NEW YORK — Verizon Communications Inc. on Thursday reported a fourth-quarter loss of $2.23 billion, hurt by pension and severance costs.
Revenue rose 7 percent, beating expectations, helped by strong wireless subscriber growth and demand for its high-speed FiOS Internet services.
Verizon, which bought out its wireless division from British cellphone carrier Vodafone Group last year, said it added 2.1 million net retail connections during the quarter. It added 672,000 net postpaid phones and 1.4 million new tablets.

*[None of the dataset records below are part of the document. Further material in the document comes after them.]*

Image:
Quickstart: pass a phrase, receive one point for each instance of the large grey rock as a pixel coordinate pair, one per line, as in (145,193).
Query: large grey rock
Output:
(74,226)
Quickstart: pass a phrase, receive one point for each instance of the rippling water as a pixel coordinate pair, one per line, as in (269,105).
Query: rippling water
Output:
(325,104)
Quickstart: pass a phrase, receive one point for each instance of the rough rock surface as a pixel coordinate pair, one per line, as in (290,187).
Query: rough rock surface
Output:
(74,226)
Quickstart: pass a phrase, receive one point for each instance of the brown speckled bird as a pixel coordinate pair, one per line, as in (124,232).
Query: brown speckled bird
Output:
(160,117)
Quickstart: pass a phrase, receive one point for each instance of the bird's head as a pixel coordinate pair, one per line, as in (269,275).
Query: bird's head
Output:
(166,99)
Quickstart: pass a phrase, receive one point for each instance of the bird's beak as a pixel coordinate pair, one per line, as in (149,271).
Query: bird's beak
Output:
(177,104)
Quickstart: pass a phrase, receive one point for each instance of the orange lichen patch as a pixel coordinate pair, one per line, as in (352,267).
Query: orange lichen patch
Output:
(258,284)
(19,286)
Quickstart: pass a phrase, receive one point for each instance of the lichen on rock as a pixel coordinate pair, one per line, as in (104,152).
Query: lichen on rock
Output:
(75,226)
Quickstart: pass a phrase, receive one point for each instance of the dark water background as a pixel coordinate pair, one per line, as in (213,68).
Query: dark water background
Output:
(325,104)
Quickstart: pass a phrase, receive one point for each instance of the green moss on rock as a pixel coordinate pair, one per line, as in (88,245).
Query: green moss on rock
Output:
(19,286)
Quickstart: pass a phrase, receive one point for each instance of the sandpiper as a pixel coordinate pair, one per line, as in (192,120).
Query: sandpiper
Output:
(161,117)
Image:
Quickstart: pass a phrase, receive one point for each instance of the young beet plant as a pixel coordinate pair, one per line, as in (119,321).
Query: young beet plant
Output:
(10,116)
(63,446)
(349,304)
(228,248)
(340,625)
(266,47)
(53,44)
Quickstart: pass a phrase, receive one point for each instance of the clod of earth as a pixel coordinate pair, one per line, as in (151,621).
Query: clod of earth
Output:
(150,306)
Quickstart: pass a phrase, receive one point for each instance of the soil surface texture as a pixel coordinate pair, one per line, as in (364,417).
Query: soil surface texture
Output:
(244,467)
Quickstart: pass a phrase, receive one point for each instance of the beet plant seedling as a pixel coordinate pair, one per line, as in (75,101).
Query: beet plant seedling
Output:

The New York-based company said it had a loss of 54 cents per share. Earnings, adjusted for non-recurring costs, came to 71 cents per share. A year ago net income totaled $5.07 billion, or $1.76 per share. The results met Wall Street expectations. The average estimate of analysts surveyed by Zacks Investment Research was also for earnings of 71 cents per share.
The largest U.S. cellphone carrier said revenue rose 7 percent to $33.19 billion from $31.07 billion last year, topping Street forecasts. Analysts expected $32.53 billion, according to Zacks. The company forecast a 4 percent revenue increase in 2015.
Verizon shares have climbed 3 percent since the beginning of the year, while the Standard & Poor’s 500 index has declined slightly more than 1 percent. The stock has climbed 1 percent in the last 12 months.